It has been the best of times; it has been the worst of times. It is the age of wisdom; it is the age of foolishness.
So wrote Charles Dickens 165 years ago which still seems about right today. He also could have concluded "it is the coming winter of despair" due to the 25% rate increases promulgated all over the country. Councils will likely deliver a 15%-plus increase at which we are expected to breathe a huge sigh of relief.
That all seems more than a bit negative until you analyse the reality of today. Rates head the list of massive increases but add insurance, food, fuel, school costs, etc and the cost of an ordinary life becomes unaffordable. The real question is how did we end up in this mess?
No government nor council should ever be immune from the old idiom of cutting their coat according to the cloth, but both appear to just ignore that reality as they see their role as having to just take a deep breath and carry on regardless. That can’t be allowed to happen.
As one of the "privileged" few members of the public allowed to speak to the select committee on the Three Waters hearing in Dunedin, I thought the five-hour round trip might be worth it. Wrong — as five minutes to speak is all that was allowed.
It appears that the ill-conceived Three Waters of the previous government is the root cause of our problems. It all started due to a failure to design and build a simple concrete collar around the cap of the bore from which water was pumped into the Havelock North water supply. Heavy rain washed manure etc into the bore resulting in contamination of potable water. Regrettably, the deaths of some elderly folk occurred.
That was the catalyst for the government’s overreaction and promotion of a grossly exaggerated problem. Yes, the state of Wellington and Auckland’s water pipes are beyond poor and have been ignored by successive mayors and councils in favour of above-ground (vanity?) projects. The rest of the country appears to have just got on with the job of replacing water systems when need be.
Yes, there needs to be ongoing replacement of the Three Waters pipes, but it is entirely reasonable to ask whether water infrastructure should trump building a new community centre in Cromwell at an initial cost of $42 million.
The Otago Regional Council is to spend $56m on a new office block. The inevitable cost overruns will see at least another 10%-20% of captured income being spent on just two buildings in Otago most ratepayers will never use. Should those developments take precedence over the water necessities of the region?
What is very clear is that past decisions are now coming back to haunt us all. It is not the choices made today or yesterday or even a year or so ago that are to blame for our current situation. It is decisions made a decade or so ago that leave us in deficit.
Dunedin has held a successful Pink concert in recent days yet the decision to spend $250m on the stadium, while setting aside the essential water issues, is not the fault of the current councils but rather those in charge a decade ago. The Dunedin City Council-owned lines company Aurora neglected to fulfil their obligation to maintain the electricity network — to assist in the building of the stadium — a cost that is now reborn and laid at the feet of the bewildered ratepayer.

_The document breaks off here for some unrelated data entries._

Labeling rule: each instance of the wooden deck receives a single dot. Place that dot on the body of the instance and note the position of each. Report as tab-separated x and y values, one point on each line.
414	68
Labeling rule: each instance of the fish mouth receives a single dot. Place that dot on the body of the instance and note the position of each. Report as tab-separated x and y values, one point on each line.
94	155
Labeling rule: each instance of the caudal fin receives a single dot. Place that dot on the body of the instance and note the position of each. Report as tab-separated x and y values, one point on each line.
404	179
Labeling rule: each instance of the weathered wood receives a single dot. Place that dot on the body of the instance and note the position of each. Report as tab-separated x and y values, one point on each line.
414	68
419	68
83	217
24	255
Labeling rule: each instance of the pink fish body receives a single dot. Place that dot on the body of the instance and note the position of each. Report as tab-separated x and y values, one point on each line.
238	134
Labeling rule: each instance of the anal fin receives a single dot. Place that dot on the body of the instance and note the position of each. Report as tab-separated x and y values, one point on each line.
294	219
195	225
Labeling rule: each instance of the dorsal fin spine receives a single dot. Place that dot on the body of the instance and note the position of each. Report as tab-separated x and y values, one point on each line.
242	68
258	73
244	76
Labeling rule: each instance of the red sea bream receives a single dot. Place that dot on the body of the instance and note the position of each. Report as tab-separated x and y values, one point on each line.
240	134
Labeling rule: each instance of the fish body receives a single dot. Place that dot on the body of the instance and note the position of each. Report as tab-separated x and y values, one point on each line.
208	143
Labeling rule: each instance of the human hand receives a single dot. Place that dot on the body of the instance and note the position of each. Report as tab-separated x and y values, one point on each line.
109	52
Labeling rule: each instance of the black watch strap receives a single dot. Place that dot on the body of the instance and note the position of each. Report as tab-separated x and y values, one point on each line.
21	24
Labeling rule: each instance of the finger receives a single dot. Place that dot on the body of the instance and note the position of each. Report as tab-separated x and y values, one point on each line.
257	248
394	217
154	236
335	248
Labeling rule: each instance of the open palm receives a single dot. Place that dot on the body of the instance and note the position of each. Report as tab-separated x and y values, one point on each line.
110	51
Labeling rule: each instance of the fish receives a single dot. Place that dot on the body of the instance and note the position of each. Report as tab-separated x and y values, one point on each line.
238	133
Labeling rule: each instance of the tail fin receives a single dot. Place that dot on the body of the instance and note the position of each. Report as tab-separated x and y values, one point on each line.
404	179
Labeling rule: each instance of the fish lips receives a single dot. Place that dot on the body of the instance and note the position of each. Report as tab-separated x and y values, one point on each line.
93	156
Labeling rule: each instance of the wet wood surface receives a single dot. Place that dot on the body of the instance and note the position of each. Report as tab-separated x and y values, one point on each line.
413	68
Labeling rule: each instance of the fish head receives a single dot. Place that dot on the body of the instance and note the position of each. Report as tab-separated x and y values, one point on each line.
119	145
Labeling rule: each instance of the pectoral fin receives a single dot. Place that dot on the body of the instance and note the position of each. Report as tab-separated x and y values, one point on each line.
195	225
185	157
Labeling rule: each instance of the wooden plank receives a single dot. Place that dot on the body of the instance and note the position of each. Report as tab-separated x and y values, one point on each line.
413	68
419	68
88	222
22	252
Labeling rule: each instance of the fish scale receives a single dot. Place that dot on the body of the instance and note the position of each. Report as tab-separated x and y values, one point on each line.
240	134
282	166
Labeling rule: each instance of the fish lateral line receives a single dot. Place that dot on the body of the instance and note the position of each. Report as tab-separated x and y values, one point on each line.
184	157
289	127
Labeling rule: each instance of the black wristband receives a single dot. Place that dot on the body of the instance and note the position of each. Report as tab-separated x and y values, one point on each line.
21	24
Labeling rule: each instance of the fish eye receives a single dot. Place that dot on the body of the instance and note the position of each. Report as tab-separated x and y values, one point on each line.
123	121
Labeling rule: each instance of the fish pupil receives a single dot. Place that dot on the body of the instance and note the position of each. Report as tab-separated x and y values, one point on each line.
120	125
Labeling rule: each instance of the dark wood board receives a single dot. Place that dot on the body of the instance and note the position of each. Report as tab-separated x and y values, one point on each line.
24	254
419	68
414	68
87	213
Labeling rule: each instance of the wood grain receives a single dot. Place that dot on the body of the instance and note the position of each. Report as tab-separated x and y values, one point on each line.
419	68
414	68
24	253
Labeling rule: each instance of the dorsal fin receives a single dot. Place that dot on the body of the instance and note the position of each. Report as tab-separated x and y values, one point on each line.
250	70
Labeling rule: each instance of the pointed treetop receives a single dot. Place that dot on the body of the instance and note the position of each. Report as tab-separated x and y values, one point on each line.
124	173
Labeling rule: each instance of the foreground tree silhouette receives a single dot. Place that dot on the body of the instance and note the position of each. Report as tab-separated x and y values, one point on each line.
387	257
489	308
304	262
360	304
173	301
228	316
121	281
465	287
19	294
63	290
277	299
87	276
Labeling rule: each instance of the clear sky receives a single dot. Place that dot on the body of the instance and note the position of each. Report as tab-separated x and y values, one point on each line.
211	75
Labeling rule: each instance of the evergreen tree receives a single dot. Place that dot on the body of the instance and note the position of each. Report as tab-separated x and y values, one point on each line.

When mayors collectively say the cities and the districts have to face facts, it is reasonable to ask whether the mayors and the councillors have ever bothered to face another set of facts: the inescapable reality/fact that the population can no longer afford local government.
In a working democracy, government or council representatives are merely a conduit to express the opinion of the tax and ratepayer. Councils do have authority but not a social licence to simply take what they need. They too have to live within a budget the people approve of.
It is their responsibility to lighten the burden of others — to again paraphrase Charles Dickens.
— Gerrard Eckhoff is a former ORC councillor and MP and is a ratepayer in Dunedin and Central Otago.